ADMIRE-BayesOpt: Accelerated Data MIxture RE-weighting for Language Models with Bayesian Optimization

Authors: Xu Ouyang, Shengzhuang Chen, Michael Arthur Leopold Pearce, Thomas Hartvigsen, Jonathan Richard Schwarz

TMLR 2025 | Venue PDF | Archive PDF | Plain Text | LLM Run Details

Reproducibility Variable Result LLM Response
Research Type Experimental We present results for pre-training and instruction finetuning across models ranging from 1 million to 7 billion parameters, varying from simple architectures to state-of-the-art models and benchmarks spanning dozens of datasets.
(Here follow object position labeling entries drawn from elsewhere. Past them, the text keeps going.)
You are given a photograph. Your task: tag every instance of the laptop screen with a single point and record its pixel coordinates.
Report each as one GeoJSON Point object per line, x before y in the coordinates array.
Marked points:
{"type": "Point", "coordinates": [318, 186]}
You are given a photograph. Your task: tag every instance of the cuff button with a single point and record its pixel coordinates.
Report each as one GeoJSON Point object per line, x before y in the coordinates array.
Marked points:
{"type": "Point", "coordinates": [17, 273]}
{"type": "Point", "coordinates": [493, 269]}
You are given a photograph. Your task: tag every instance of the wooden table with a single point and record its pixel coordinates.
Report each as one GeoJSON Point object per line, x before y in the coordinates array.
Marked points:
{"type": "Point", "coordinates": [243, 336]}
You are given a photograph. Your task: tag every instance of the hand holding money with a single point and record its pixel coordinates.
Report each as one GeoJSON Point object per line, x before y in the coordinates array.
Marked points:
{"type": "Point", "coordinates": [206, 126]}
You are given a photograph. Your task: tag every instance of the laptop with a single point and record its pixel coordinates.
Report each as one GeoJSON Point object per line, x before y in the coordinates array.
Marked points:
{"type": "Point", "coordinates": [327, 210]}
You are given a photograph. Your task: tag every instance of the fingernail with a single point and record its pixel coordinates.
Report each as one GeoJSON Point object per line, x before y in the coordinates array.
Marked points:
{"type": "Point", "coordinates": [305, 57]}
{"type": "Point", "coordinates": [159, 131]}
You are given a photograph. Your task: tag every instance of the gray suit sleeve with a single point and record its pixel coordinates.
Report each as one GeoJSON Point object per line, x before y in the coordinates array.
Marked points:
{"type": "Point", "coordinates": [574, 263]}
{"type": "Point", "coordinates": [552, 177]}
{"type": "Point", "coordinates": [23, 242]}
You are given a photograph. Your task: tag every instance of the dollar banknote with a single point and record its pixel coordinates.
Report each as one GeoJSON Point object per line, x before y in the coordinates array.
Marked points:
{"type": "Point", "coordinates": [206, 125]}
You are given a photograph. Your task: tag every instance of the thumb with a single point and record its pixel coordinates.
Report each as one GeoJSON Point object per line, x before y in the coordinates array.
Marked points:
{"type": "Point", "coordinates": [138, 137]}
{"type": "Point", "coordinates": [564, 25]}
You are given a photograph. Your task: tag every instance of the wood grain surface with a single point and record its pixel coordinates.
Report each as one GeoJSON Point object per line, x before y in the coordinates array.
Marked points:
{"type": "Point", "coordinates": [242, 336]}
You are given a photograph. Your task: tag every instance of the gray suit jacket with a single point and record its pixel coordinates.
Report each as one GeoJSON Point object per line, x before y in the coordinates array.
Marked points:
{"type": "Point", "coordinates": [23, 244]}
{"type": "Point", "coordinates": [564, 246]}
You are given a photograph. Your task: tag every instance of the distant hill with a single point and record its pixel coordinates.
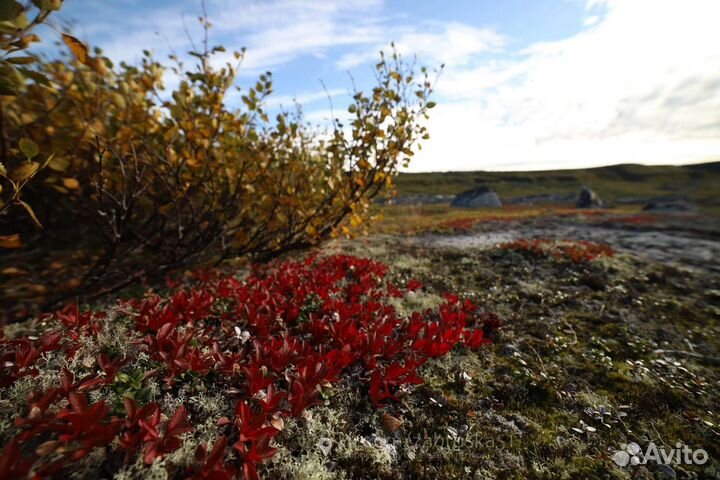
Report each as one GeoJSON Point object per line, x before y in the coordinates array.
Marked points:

We demonstrate consistently strong results relative to a wide range of baselines, resulting in speed-ups of over 500% in determining the best data mixture on our largest experiments.
Researcher Affiliation Collaboration Shengzhuang Chen EMAIL Thomson Reuters Foundational Research & Imperial College London Xu Ouyang EMAIL University of Virginia Michael Arthur Leopold Pearce EMAIL Graphcore Thomas Hartvigsen EMAIL University of Virginia & Thomson Reuters Foundational Research Jonathan Richard Schwarz EMAIL Thomson Reuters Foundational Research & Imperial College London
Pseudocode No The paper describes the steps of the ADMIRE-Bayes Opt method in text and provides a flow chart in Figure 1. It also describes optimization steps in Appendix B. However, there are no clearly labeled pseudocode or algorithm blocks with structured, code-like formatting.
Open Source Code No The paper does not explicitly state that the source code for the methodology described is publicly available nor does it provide a direct link to a code repository. The mention of 'ADMIRE-Bayes Opt Code' in proximity to the abstract lacks an accompanying link or explicit release statement. The paper states, 'We implement our method using the popular open-source Bayesian optimization library Bo Torch (Balandat et al., 2020)', which refers to a third-party library they used, not their own code.
Open Datasets Yes We therefore construct and release an open dataset ADMIRE IFT Runs containing full fine-tuning and evaluation runs for 460 state-of-the-art LLMs... The resultant ADMIRE IFT Runs dataset represents a significant contribution to the research community, providing public access to 460 trained checkpoints across 256 diverse data mixtures... Apart from the ADMIRE IFT Runs explained in section 5, we conduct experiments on open-sourced benchmark datasets from Reg Mix, which comprises 256 pre-training and evaluation results across three different model scales (1M, 60M and 1B parameters) on the Pile dataset (Gao et al., 2020)... using the Qwen 2.5 (Yang et al., 2024b) family of pre-trained models. To facilitate further research, we further contribute the ADMIRE-Bayes Opt collection, which includes all training artifacts for over 460 IFT runs for 0.5b, 3b, and 7b Qwen 2.5 models, each being trained on 200k examples from the Tülu 3 dataset.
Dataset Splits No The paper mentions limiting each data mixture to 200,000 training samples and evaluating on a 'Tülu 3 development set' for in-distribution evaluation, and also on unseen (out-of-distribution) datasets. However, it does not explicitly provide the specific percentages, sample counts, or methodology for splitting the core datasets (like The Pile or Tülu 3) into training, validation, and test sets that would be required for reproduction. It defers to the 'established evaluation protocol from the original Tülu 3 work' for some details.
Hardware Specification Yes Overall, ADMIRE IFT Runs was constructed for a total of 13,119 GPU hours on nvidia-a100-80gb GPUs.
Software Dependencies No The paper mentions using 'Bo Torch (Balandat et al., 2020)' and adhering to the 'open-instruct training pipeline' but does not specify version numbers for these or any other key software dependencies required to replicate the experiments.
Experiment Setup Yes To maintain practical relevance and avoid overfitting to specific SFT data mixtures, we limit each data mixture to 200,000 training samples... All post-training experiments strictly adhere to the open-instruct training pipeline and hyperparameters established in the original Tülu 3 project... Specifically, we use the Single Task Multi Fidelity GP model and the q Log Expected Improvement acquisition function. For experiments involving a single model size, the training data contains a single fidelity level. The acquisition function is optimized using optimize_acqf_discrete over the training set, from which the point with the highest acquisition value is selected. We set the number of restarts to 10 and the number of raw samples to 1024... For the continuous variable π constrained to the probability simplex, we employ projected gradient ascent... Gradient ascent step: Compute an unconstrained update π(k+1) = π(k) + η ∂αt(π(k), m) ∂π where η is the learning rate.